La chasse à courre ne se départit en rien de ses cérémoniaux traditionnels, codifiés dès le XVe siècle. L’instrument dédié, la trompe, permet aux veneurs de communiquer tout au long de la chasse grâce à des fanfares de circonstances ou d’animaux, très précises. La tenue vestimentaire, très soignée, comprend un gilet et une redingote munis de boutons frappés à l’effigie de l’équipage, comme l’épingle qui maintient la cravate de vénerie, blanche, sur chemise blanche. Les équipages, ou rallyes, lorsqu’ils ont décidé d’emprunter le terme anglais, sont dirigés par un maître d’équipage, propriétaire des chiens et, généralement, de l’équipage, à moins que celui-ci soit constitué sous forme associative. La chasse est en règle générale conduite par un « piqueur » ou « piqueux », bénévole dans les petits équipages. En grande vénerie, les chiens sont servis à cheval par le maître d’équipage et le piqueux. Les boutons et les invités chassent également à cheval. En petite vénerie, l’utilisation du cheval est plus rare et dans la plupart des cas, les chiens sont servis à pied. Les suiveurs, profitent du spectacle, pour le plaisir des yeux et des oreilles, en assistant au laisser courre à pied ou à cheval.

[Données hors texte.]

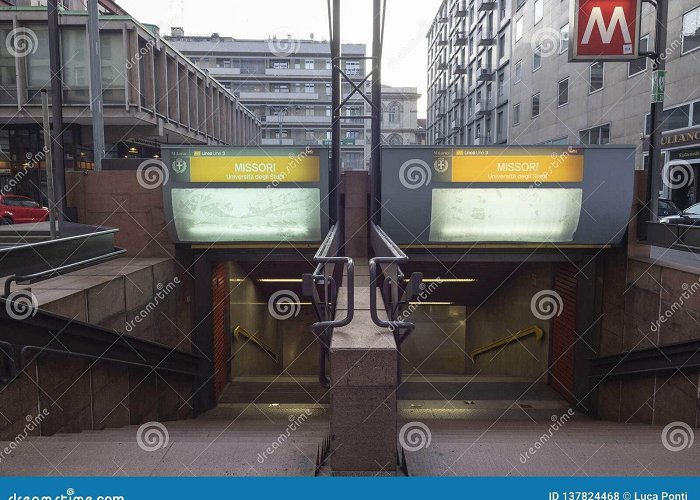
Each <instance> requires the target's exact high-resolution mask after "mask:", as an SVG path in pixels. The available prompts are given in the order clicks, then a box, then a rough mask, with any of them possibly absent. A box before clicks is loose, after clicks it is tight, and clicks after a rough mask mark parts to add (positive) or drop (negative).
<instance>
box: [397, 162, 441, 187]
mask: <svg viewBox="0 0 700 500" xmlns="http://www.w3.org/2000/svg"><path fill="white" fill-rule="evenodd" d="M432 178H433V170H432V168H430V165H428V164H427V163H426V162H425V161H423V160H419V159H418V158H413V159H411V160H408V161H406V162H404V163H403V164H402V165H401V167H399V182H401V185H402V186H403V187H405V188H406V189H420V188H422V187H423V186H427V185H428V184H430V181H431V180H432Z"/></svg>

Avant la chasse, tôt le matin, la recherche des traces « fraîches » d’un cerf ou d’un sanglier, phase que les initiés appellent : « faire le bois », conduiront, si possible à « rembucher » l’animal de chasse, à savoir localiser précisément sa remise. À la chasse au chevreuil, ces préoccupations sont de moindre importance, contrairement au sanglier et même au cerf, chez qui seul le cerf mâle est chassé à courre. Rapport est rendu au maître, devant tout l’équipage, qui ne tarde pas à se mettre en selle pour rejoindre le lieu de l’attaque. Souvent, seuls dix à vingt chiens sont découplés pour le « rapprocher », phase durant quelques minutes à plus d’une heure, au cours de laquelle est démêlé le parcours nocturne des animaux chassés. Lorsque les chiens arrivent à la remise des sangliers ou des cerfs, ils se mettent au « ferme. » Dès que l’animal de chasse quitte sa remise, c’est le lancer. La meute redouble de récris et se lance à sa poursuite. Le maître d’équipage ou le piqueux donnent alors le reste de la meute de chiens.

Courtoisie, respect de l’animal de chasse, amour du cheval et passion du chien courant, caractérisent la chasse à courre. Quintessence de la chasse au chien courant, elle vit pour et à travers ses grands chiens d’ordre : anglo-français tricolores, blanc et orange ou blanc et noir, poitevin, billy, porcelaine, chien français tricolore, blanc et orange ou blanc et noir mais aussi parfois fox-hound. L’élevage fixe et transmet les aptitudes de chaque lignée au fil des générations et sélectionne les meilleurs traits de caractère, de chasse et de rapidité. Un équipage qui chasse le cerf, comme celui qui chasse le sanglier, on l’appelle alors un « vautrait, » découple entre trente et soixante chiens ; un peu moins pour la chasse du chevreuil. La meute, homogène, est composée de chiens de même race, de même pied et parfaitement créancés. À défaut : point de prise…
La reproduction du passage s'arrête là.